As Marion Maréchal-Le Pen speaks at the Oxford Union, the latest far-right figure to be invited, Dana Mills argues that it is an abuse of free speech and minorities pay the price
In the academic year 2018-2019 the Oxford Union seems to have prioritised inviting speakers from the far right, leaning towards if not already in fascism, as public speakers in their events. Alice Weidel from the German Alternative For Deutchland, Steve Bannon, the infamous architect of the Muslim ban, and now Marion Maréchal-Le Pen, the niece of presidential candidate Marine Le Pen and politician in the French fascist National Front party, are headlining the Union’s term card.
The Union is now duplicating the ‘free speech’ argument so prevalent on American campuses which claims that all opinions are valid and should be debated, and truth and virtue shall triumph. However, in the USA there was a very quick comeback from abuse of this argument, with a vivid campus antifascist network which, although its members are quite often targeted for speaking up, bravely keeps going ahead. And now it seems this trend of abusing the idea of free speech by creating forums for escalation of racism has arrived in the UK too.
At a time when racial tensions are escalating the normalisation of white supremacy is worrying. With those politics comes its unwelcome and inextricable cousins: Islamophobia, antisemitism, sexism and homophobia. Being a white upper-middle class heterosexual man is becoming increasingly easier. Becoming anything else is becoming increasingly harder. Which is where the point of the free speech argument is so obviously abused and flawed. One cannot assume free speech when people come from different positions to the table, especially when one of those positions is predicated on inciting hatred against ethnic and religious minorities. Free speech only occurs among equals.

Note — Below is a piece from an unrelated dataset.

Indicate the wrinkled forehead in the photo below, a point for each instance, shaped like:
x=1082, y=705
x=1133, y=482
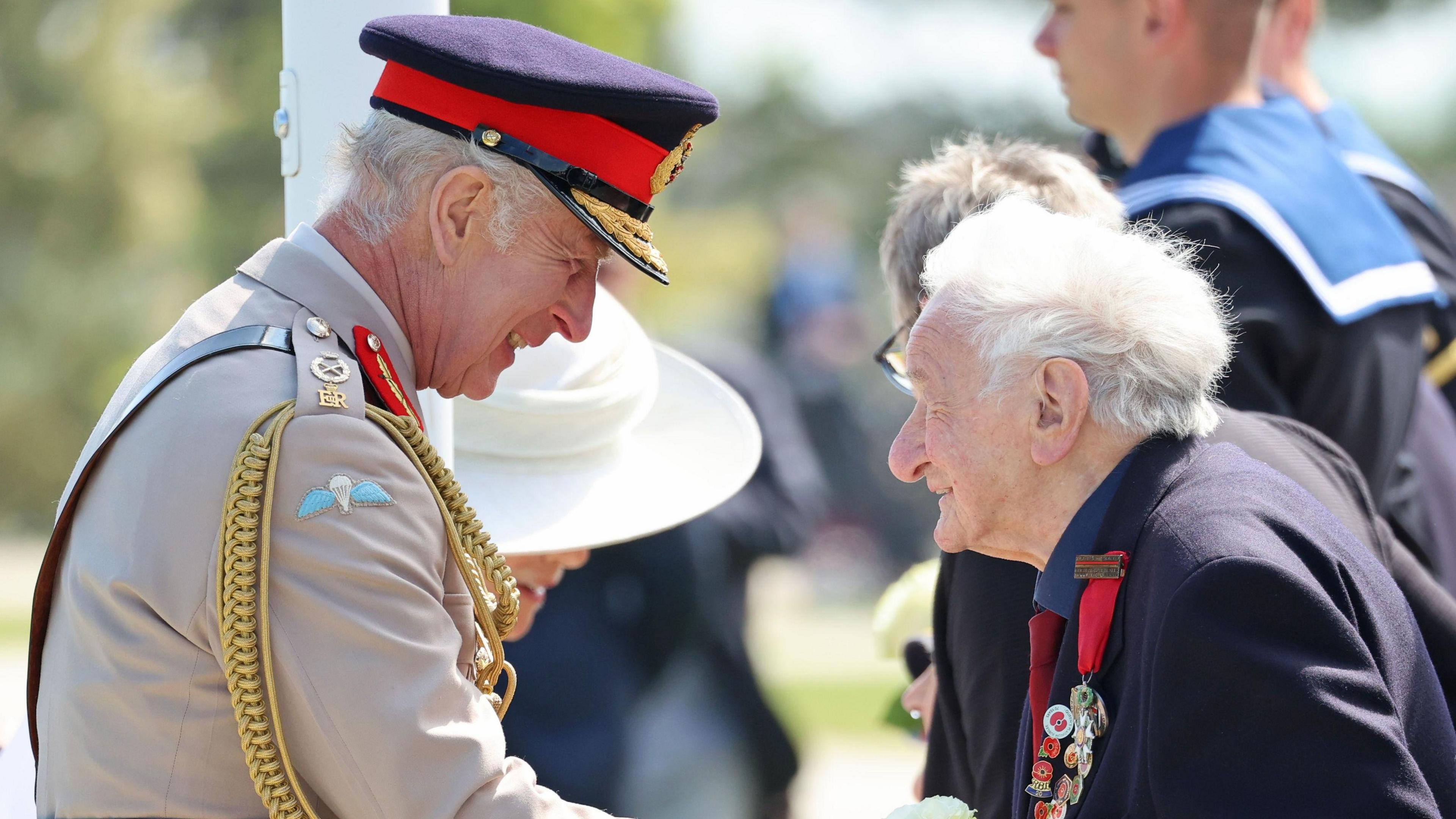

The Oxford Union is institutionally racist, classist and exclusionary. It is not a forum in which all can exchange debates and ideas. So even within this frame of thinking about free speech (which is in itself problematic in this time of heightened racism) the argument does not hold.
Local MP Anneliese Dodds has spoken out publicly against the misuse of funds by way of police protection to protect all those speakers. Whereas the Union claims it has the right to invite whoever they wish to speak, the police are demanded to provide protection for speakers opposite protestors to ensure the talks can go ahead. The anti-Bannon protest saw thousands of anti-fascists requiring the police to bring in more than 50 extra women and men to ensure he can enter the union. Many of these police women and men were on their second shift. Public taxes are spent to ensure far-right speakers get to address small crowds paying hundreds of pounds a year is a good place to reconsider who pays for ‘free’ speech.
Moreover, while a few privileged students are playing with political agendas in order to gain media attention and further possible political careers (the prominence of Oxbridge has been blamed more than once for the inadequacy of the British political ruling class, and perhaps in this volatile time it is time to observe that argument more closely), others are paying a hefty price. Oxford is first a city, then a university city, then a university, and then the Oxford Union, a small organisation riding off its prestige disproportionally. When the Union invites far-right speakers, the local Oxford community notices the escalation of hatred and violence. During the anti-Bannon protest, Nazi salutes were performed. Two days after Bannon was invited to speak swastikas appeared in a local club. A week later a pregnant Muslim woman was attacked in broad daylight. The escalation of racism through the Union’s activity changes the local residents’ everyday life.
And yet the people of Oxford are proving that they say no to racism and hatred. A local initiative, Oxford Unites as an Anti Racist City, led by Shaista Aziz and Jabu Nala-Hartley, is leading this resistance and proving that Oxford is saying no to racists, fascists and white supremacists. Oxford says no to sexism, racism, Islamophobia and homophobia. On the weekend of Martin Luther King day, the people of Oxford are revisiting his wonderful statement:
“Darkness cannot drive out darkness; only light can do that. Hate cannot drive out hate; only love can do that.”